Pues bien, la evidencia es vergonzosa: se hace en contra de comunidades pobres,
periféricas y que son “deshumanizadas”, ya que se les sitúa en una categoría
por debajo de la jerarquía “humana”, lo que explica por qué ellos sí son posibles
de sacrificar en favor del bienestar de otros. Ese despojo es posible por otra
condición política que es la falta de representación efectiva y organización de
base, como lo muestra la bibliografía consultada. Una vez que una comunidad
afectada se objetiva y se empodera, presionan para la resolución del daño, en
luchas que parecen interminables y que solo la voluntad de vivir empuja y
sostiene.
En
Norteamérica, Centroamérica, Asia, Africa, en fin, donde sea que encontremos
“zonas de sacrificio”, lo que en realidad estamos observando es la muestra
palpable de la indolencia para producir unos dividendos económicos a menores
costos, que si se produjeran con la tecnología y los cuidados que se deben. No
es esta una lucha desde la dicotomía de producir o no producir, sino más bien
de producir de manera sustentable, aunque la ganancia se estreche.
La verdad es
que no haría falta en absoluto llegar a saber de economía o ciencia
medioambiental para comprender que al caso, el imperativo moral que nos asiste como
comunidad informada es indagar en favor de la verdad y una vez dibujados sus
lindes, sentir como propio el dolor producto de la postergación y el perjuicio
al que son sometidas comunidades completas a causa, no del progreso, sino de
los mínimos costos económicos posibles con que se pretende el progreso. Es el
caso de los “hombres verdes”, abuelos, padres y esposos de las mujeres en lucha
de Quintero y Puchuncaví, trabajadores que en estas décadas han ido muriendo
inexorablemente a causa de la contaminación a la que fueron expuestos decididamente.

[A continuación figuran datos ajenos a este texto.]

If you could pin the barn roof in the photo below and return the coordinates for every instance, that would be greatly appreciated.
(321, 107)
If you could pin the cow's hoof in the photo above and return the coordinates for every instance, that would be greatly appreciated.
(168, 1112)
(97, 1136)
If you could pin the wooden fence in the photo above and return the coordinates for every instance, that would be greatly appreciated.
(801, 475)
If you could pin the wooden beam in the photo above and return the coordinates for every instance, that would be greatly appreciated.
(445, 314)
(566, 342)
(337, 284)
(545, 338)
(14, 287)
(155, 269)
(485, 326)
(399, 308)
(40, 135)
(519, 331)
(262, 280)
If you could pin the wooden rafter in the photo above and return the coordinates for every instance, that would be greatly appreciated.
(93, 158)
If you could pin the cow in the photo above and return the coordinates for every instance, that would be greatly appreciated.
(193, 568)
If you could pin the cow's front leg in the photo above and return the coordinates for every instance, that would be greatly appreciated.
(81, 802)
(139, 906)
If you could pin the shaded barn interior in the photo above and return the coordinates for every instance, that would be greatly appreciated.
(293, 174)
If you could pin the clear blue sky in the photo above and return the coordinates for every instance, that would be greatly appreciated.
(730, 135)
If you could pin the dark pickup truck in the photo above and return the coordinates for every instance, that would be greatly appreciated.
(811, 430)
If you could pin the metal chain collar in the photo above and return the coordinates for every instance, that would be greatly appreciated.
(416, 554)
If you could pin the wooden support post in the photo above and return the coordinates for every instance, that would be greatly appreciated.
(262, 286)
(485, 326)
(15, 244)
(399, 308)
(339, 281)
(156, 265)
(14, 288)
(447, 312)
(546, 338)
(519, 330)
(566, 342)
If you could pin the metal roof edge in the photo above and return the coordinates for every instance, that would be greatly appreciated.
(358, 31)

Los “hombres verdes”, decolorados por el cáncer, nos deben hacer reflexionar
profundamente sobre la humanidad del progreso desprovisto de ética y cordura.
Como en la caricatura al inicio, la cuestión no
es si estamos todos o no en la barca del progreso, sino si es ético y moral que
los costos se los lleven unos pocos por débiles, invisibles, mudos o peor aún,
por haber sido despojados vergonzosamente de su condición humana.